Jean Delay, L'écarté de la grille (3), p.169-170 et p.174
in Hommes sans nom, nouvelles, Gallimard, Paris, 1948
(1) Invention de l'auteur ou pratique courante à l'époque ? Impossible de le savoir. Ce qui est sûr, c'est que le Père lui-même réprouvé ces méthodes, puisqu'il fit préciser que la fontaine qu'on trouve à l'intérieur du temple ne sert qu'à désaltérer les adeptes venant parfois de très loin (cf. l'article consacré à la fontaine du temple dans le thème Dévotions au Père).
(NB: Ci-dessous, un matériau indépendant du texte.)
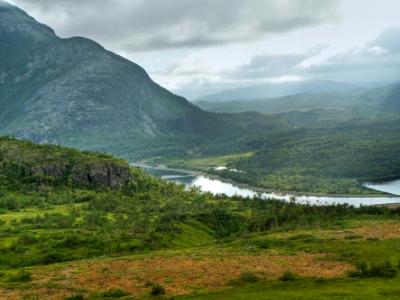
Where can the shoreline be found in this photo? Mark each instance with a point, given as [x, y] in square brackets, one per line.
[192, 172]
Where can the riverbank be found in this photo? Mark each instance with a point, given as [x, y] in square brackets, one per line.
[260, 190]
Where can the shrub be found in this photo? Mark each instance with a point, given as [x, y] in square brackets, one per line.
[115, 293]
[248, 277]
[76, 297]
[22, 276]
[157, 290]
[287, 276]
[364, 270]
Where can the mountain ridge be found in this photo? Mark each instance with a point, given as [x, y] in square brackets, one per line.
[76, 93]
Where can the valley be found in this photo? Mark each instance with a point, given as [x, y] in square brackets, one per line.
[81, 225]
[277, 182]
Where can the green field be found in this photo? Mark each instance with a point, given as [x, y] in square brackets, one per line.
[79, 225]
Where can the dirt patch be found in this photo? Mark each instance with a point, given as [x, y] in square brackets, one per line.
[381, 231]
[179, 275]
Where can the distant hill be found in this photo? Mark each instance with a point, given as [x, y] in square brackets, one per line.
[270, 90]
[74, 92]
[384, 99]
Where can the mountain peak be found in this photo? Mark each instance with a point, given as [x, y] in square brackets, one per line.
[16, 23]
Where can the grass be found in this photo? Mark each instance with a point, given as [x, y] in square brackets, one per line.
[209, 162]
[311, 289]
[292, 264]
[33, 212]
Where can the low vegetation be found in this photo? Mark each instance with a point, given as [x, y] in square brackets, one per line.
[62, 238]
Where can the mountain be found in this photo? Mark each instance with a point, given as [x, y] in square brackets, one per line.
[381, 99]
[74, 92]
[270, 90]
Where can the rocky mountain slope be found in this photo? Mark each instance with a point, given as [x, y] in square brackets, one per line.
[74, 92]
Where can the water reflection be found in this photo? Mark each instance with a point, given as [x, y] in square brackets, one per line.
[217, 186]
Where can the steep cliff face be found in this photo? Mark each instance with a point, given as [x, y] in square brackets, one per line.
[25, 161]
[76, 93]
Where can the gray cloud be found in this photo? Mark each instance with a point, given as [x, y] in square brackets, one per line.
[377, 61]
[135, 25]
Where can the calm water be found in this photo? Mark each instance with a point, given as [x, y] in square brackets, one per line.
[217, 186]
[392, 187]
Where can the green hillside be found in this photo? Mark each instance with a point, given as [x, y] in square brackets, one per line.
[324, 152]
[68, 232]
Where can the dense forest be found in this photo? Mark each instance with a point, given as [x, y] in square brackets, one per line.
[320, 151]
[60, 207]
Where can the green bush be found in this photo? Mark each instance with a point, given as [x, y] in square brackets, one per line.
[157, 290]
[365, 270]
[22, 276]
[287, 276]
[248, 277]
[76, 297]
[115, 293]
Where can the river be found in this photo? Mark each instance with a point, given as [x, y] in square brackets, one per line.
[217, 186]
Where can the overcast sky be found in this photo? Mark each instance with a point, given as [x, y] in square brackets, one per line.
[197, 47]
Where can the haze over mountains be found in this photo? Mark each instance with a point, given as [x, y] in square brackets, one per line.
[74, 92]
[274, 90]
[380, 99]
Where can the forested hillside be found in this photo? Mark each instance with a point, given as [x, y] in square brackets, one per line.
[79, 225]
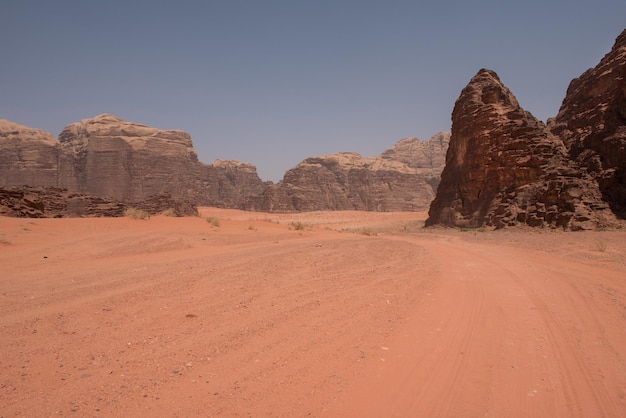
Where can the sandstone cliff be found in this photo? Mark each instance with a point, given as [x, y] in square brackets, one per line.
[113, 159]
[592, 124]
[504, 167]
[28, 156]
[403, 178]
[109, 157]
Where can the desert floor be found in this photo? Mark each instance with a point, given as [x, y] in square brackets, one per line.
[334, 314]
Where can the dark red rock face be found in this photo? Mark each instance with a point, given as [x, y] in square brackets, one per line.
[504, 168]
[592, 124]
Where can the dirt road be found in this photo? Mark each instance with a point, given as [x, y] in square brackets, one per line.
[323, 314]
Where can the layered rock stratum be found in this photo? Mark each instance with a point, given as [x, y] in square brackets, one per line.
[28, 156]
[592, 124]
[402, 178]
[120, 161]
[504, 167]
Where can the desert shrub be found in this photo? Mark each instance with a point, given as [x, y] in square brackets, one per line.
[298, 226]
[600, 246]
[134, 213]
[169, 212]
[213, 221]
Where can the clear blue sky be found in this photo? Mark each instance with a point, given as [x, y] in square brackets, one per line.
[272, 82]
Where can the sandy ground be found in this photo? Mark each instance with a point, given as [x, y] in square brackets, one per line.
[336, 314]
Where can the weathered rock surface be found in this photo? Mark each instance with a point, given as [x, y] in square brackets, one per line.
[504, 167]
[28, 156]
[117, 160]
[52, 202]
[109, 157]
[403, 178]
[592, 124]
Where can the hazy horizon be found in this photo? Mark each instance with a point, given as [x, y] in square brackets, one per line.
[272, 83]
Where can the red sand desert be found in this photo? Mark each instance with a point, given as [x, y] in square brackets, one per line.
[334, 314]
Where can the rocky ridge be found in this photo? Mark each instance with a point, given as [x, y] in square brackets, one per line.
[120, 161]
[505, 168]
[592, 124]
[402, 178]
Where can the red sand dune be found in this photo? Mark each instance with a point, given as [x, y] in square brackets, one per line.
[339, 314]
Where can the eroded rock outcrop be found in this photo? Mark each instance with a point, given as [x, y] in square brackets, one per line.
[52, 202]
[125, 161]
[504, 167]
[117, 160]
[403, 178]
[28, 156]
[592, 124]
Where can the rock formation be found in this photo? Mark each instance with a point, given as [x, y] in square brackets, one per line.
[28, 156]
[117, 160]
[403, 178]
[52, 202]
[592, 124]
[504, 167]
[109, 157]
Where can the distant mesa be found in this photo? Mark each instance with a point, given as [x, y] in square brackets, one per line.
[499, 167]
[120, 161]
[506, 168]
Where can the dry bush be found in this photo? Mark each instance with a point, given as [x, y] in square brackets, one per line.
[134, 213]
[213, 221]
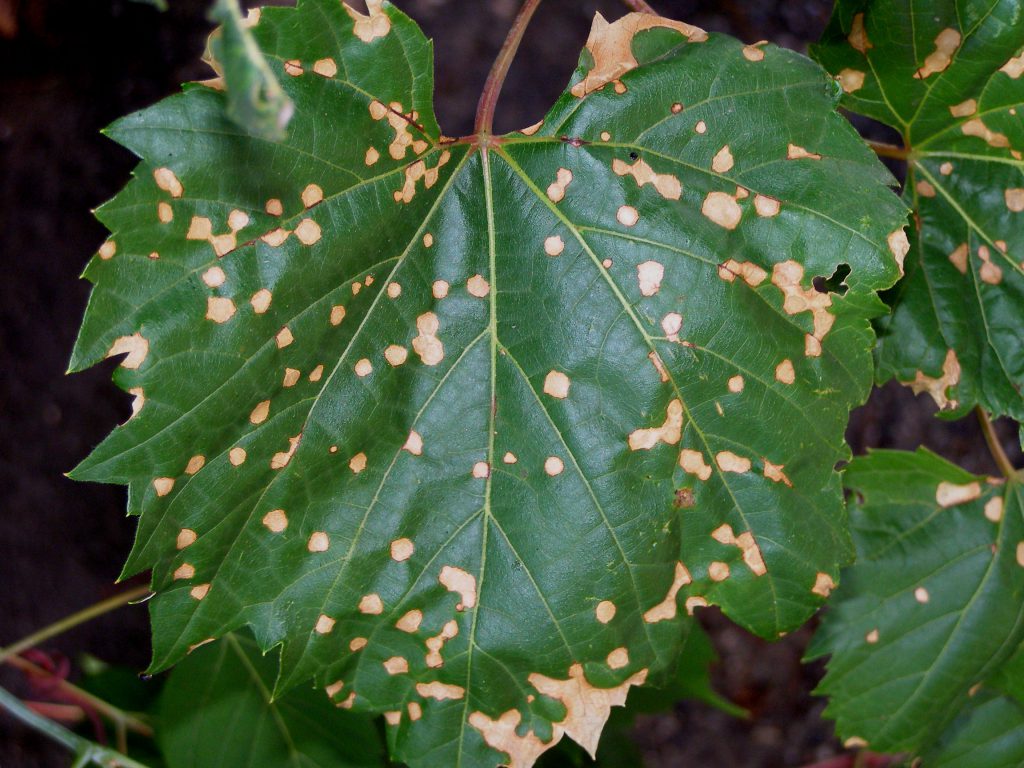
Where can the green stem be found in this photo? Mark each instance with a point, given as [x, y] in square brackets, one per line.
[85, 752]
[58, 628]
[994, 446]
[640, 6]
[884, 150]
[117, 716]
[496, 79]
(2) Au début du XXe siècle, avant les antibiotiques, les patients atteints de syphilis étaient volontairement « traités » en les infectant avec le paludisme, pour leur donner de la fièvre. Dans les années 1920, Julius Wagner-Jauregg commence à traiter les neurosyphilitiques avec le paludisme induit par P. vivax. Trois ou quatre accès de fièvre se révèlent assez pour tuer les bactéries de syphilis, tandis que l'infection de paludisme est arrêtée avec la quinine. En contrôlant précisément la fièvre avec la quinine, les effets des deux maladies peuvent alors être maitrisés. Bien que certains patients soient morts de la malaria, le traitement valait mieux qu'une mort certaine de la syphilis. Le traitement thérapeutique par le paludisme ouvrit la voie aux recherches en chimiothérapie et resta pratiqué jusque vers 1950. (article paludisme de Wikipedia)
(3) L'écarté est le nom d'un jeu joué à l'aide de carte. Le groupe qui discute et joue à ce jeu se trouve toujours près de la grille de la Salpêtrière, d'où le nom de cette nouvelle.